# Bear Lake and Blackwater...



## barefoot (Nov 3, 2011)

Me and son went to Bear lake yesterday a.m...lake was actually busy for Bear lake...several boats on the lake.

I landed 4 small bass, all less than 12-14 inches. All were caught on silver jerkbait.

Had a couple of crappies flash at the bait near boat...could tell they were crappies...I had a small crappie rig set up...tried throwing back at them...no luck.

Loaded up...went to blackwater in Bagdad...

Check this out..

4 yakkers and 2 boats drift fishing close to the main channel..boat after boat hauled ass past them..one boat I swear was almost hydraplaning..

Felt bad for thos guys trying to fish..

Ended up catching 2 jack-fish...missed the hook set on a nice bass..estimate to be around 3 lbs. on a deep slow rolled spinner bait.

Long report...sorry.
Barefoot.


----------



## jstblsd (Jul 6, 2010)

I've never had any luck at Bear Lake, beautiful lake though.


----------



## screwballl (Feb 1, 2011)

Bear is usually too busy to shore fish, so avoid it unless you're in a boat or camping there.
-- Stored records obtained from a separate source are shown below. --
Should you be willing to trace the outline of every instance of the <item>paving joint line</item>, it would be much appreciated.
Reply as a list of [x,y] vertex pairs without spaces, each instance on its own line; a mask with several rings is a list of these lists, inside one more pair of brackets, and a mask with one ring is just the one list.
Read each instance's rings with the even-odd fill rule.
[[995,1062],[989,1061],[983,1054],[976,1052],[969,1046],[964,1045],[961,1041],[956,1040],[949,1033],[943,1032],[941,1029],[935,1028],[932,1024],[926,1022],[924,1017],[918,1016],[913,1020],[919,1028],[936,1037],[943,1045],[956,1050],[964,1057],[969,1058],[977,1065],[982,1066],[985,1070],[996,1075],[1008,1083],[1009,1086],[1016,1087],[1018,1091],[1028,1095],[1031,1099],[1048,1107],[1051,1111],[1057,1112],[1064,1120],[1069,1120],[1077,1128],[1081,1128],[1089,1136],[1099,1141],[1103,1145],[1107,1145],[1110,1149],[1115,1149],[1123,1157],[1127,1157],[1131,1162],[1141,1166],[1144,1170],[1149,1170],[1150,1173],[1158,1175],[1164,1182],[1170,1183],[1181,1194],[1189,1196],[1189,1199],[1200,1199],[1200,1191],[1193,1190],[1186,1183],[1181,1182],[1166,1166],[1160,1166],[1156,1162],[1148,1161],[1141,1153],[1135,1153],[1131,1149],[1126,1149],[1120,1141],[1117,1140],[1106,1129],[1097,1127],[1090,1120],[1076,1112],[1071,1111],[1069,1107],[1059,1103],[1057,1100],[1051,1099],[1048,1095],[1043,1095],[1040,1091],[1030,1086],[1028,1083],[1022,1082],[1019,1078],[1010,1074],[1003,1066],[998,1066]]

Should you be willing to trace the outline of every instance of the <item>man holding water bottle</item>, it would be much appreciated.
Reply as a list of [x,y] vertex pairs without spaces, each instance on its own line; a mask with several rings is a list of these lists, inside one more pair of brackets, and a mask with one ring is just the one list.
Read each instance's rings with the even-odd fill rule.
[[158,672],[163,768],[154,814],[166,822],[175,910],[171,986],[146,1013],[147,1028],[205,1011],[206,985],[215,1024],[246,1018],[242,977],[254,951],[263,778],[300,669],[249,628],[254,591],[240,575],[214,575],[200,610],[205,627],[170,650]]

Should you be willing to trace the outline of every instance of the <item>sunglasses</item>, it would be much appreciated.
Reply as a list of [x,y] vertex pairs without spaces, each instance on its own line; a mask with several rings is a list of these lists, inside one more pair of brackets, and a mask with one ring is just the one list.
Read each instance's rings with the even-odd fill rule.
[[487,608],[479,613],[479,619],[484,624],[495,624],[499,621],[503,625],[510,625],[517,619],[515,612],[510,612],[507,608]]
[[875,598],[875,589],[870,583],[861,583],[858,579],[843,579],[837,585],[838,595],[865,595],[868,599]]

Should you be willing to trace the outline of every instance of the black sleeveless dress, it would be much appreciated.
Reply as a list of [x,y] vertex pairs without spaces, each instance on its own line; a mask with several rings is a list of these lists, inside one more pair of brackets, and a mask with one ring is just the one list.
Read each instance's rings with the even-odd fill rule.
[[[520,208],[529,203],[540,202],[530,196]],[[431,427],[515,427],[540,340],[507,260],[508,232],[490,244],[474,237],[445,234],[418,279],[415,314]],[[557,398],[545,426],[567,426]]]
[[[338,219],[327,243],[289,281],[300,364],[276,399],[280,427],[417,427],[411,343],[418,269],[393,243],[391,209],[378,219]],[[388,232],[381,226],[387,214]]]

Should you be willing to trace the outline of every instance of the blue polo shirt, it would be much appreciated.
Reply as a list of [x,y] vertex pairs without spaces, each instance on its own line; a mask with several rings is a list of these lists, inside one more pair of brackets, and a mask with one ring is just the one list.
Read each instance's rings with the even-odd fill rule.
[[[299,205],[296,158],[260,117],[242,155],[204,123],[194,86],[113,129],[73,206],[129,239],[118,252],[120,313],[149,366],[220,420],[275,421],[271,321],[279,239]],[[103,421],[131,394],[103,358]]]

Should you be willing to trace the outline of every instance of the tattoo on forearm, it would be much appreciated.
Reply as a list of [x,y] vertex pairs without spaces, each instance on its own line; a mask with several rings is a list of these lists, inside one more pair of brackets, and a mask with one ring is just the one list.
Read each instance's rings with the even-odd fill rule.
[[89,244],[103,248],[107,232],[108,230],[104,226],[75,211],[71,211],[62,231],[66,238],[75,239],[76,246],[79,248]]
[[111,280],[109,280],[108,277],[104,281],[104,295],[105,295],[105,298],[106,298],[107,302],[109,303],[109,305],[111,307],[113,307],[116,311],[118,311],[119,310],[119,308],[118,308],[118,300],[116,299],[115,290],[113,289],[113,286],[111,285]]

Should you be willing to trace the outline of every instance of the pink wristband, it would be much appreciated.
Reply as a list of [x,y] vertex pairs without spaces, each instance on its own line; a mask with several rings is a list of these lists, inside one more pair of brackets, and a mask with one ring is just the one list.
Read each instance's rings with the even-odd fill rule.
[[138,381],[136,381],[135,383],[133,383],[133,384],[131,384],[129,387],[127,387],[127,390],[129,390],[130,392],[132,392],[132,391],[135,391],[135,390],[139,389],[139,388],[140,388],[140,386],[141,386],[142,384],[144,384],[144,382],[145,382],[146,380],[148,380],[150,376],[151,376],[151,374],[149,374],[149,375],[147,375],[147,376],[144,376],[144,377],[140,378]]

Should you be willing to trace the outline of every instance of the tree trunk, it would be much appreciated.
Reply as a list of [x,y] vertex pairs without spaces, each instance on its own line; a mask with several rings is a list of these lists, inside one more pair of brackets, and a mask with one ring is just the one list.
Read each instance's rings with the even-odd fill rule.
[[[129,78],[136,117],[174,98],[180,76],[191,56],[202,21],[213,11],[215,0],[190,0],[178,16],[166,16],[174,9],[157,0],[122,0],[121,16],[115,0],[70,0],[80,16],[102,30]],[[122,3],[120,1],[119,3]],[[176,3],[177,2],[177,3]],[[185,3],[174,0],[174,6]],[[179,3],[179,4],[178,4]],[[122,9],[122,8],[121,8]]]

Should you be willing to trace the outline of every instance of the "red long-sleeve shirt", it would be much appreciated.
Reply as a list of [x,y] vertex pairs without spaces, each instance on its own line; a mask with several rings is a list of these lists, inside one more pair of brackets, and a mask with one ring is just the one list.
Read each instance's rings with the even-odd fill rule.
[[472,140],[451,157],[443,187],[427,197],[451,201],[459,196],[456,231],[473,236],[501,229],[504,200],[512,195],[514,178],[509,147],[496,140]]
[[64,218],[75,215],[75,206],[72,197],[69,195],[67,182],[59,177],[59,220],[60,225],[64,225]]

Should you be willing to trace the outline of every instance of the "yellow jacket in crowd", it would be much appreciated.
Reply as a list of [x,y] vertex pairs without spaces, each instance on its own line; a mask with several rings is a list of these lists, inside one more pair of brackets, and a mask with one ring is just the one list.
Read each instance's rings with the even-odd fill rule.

Thats usually why I prefer Hurricane (or Karick also in a boat).

I just wish I had a gas motor so I could hit Blackwater, Shoal or the local bayous.


----------



## barefoot (Nov 3, 2011)

screwball..I know what you mean..just a little too iffy w/ just an elec...

I've never fished hurricaine.
Where do you put in?
Any tips for that lake?


----------